CMU School of Drama


Wednesday, January 31, 2018

The coolest music gadgets at NAMM 2018

The Verge: Anaheim’s National Association of Music Merchants (NAMM) show featured plenty of traditional instruments, but as always, there was also a lot of cool music tech. From pro DJ hardware to gadgets that upgrade the instruments you already own to innovative music education tools and apps, NAMM showed that now, more than ever, the worlds of music and tech are intersecting in interesting ways.

2 comments:

Rachel Kolb said...

I am a person who feels really strongly about arts education. I had a great experience with arts education and I’m one of the lucky ones. It is known that arts education is one first things to get cut at a school when the inevitable budget cuts come creeping in. What I love about this article is that it is talking about new technology that is bringing arts education into the homes and for children at younger ages. I am one of the kinds that wish every day that I had better music training as a child. So to see that the music business and the tech industry are coming together to form an increasingly close collaboration makes me really happy. That is one reason why I like music and sound it is in one of the felids that is ever changing and evolving as technology evolves and there are so many ways to intertwine technology and sound to make an intriguing mix of art and technology which creates a collaborative environment between these two industries.

Sarah Connor said...

These sound so cool, especially the gadgets to help teach young children how to love and appreciate music and making their own music. The ONE Piano Hi-Lite in particular seems like a genius invention - plenty of kids learn how to play piano, but with something like this not only would it become a more tactile experience to learn new songs but it would become more fun, like learning a video game. If it really is "Guitar Hero-style", then playing piano would become like mastering a level of a video game and give greater incentive to learn.
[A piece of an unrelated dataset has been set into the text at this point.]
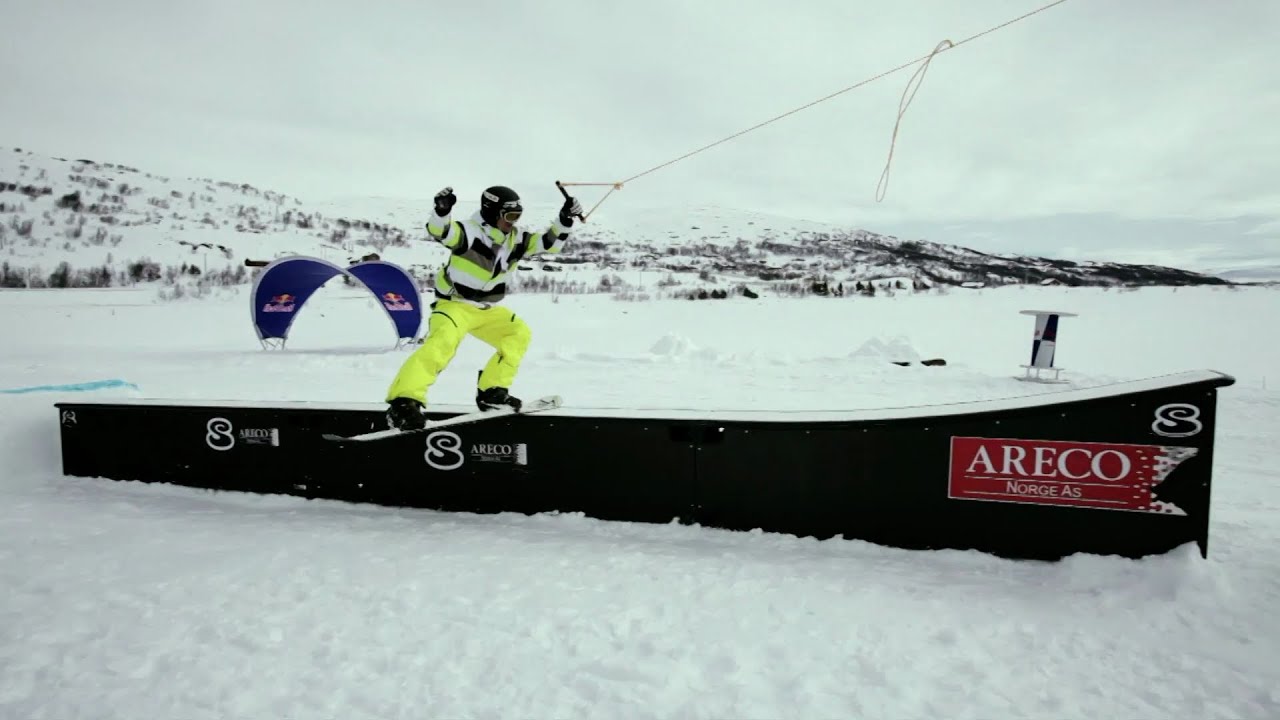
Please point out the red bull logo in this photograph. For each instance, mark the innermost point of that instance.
(396, 302)
(283, 302)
I also loved the idea of the other two products that stat kids off early learning how to create synth music - trying to get into that as a teenager, I always wished there were more ways to learn and use it, and teaching kids from a young age will help them understand the concepts better as adults. I think this combination of technology, music, and learning is so important and shows real promise for a new frontier of musical education and playing music in general, and could help to create a more musically literate generation of people.